Mas este não é mais o cenário: por um lado, o bloco burguês aposta na superexploração para recuperar suas taxas de lucro, por outro, a direita já se organiza – a partir de uma figura transitória como Bolsonaro, mas um “corpo militante permanente” pode vir precisamente do Partido Fardado, especialmente quando este consolidar mandatos próprios. De uma forma ou de outra, a “demanda” por sua organização não se esgotará a partir de 2023.

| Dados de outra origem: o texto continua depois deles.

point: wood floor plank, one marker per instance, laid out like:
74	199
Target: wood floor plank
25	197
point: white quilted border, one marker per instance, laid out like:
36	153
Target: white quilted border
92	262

Aqui está o paradoxo que o petismo deve enfrentar: será necessário, para sua própria sustentação no governo, se converter em uma ferramenta de estímulo à mobilização das massas populares (durante a campanha e num eventual mandato, para além da perspectiva de “eleger Lula”). Mas o seu atributo característico, em todos os governos, tem sido precisamente a desmobilização e, fora dele, a paralisia. Entre 2016 e 2018 (isto é, nos episódios do golpe parlamentar contra Rousseff e a prisão de Lula) o PT foi incapaz de reagir, se abrindo inteiramente ao ataque inimigo, que não parou de avançar. Durante o governo Temer, igualmente, o partido – talvez muito confiante no próximo ciclo eleitoral – optou pela paralisia. E em 2020, com o aumento da revolta contra o governo Bolsonaro e a organização de atos nacionais pela sua saída, o PT tomou uma postura cristalinamente desmobilizadora, cujo ápice foi o ridículo Sete de Setembro.

Se em 2022 o Partido dos Trabalhadores optar pela resignação, adotando um programa de conciliação e uma linha desmobilizante, como até o momento tem indicado que fará, abrirá a frente para que a tendência à futura revolta popular sob seu governo seja aproveitada pela direita, e num cenário que agora inclui o Partido Fardado. Fora da esperança ingênua, da cegueira e da abstenção, um caminho confiável só pode ser aberto com a organização e a mobilização do povo. Caso contrário, será a repetição da estúpida ideia de que é mais perigoso mobilizar-se contra os inimigos do que os acolher em sua casa.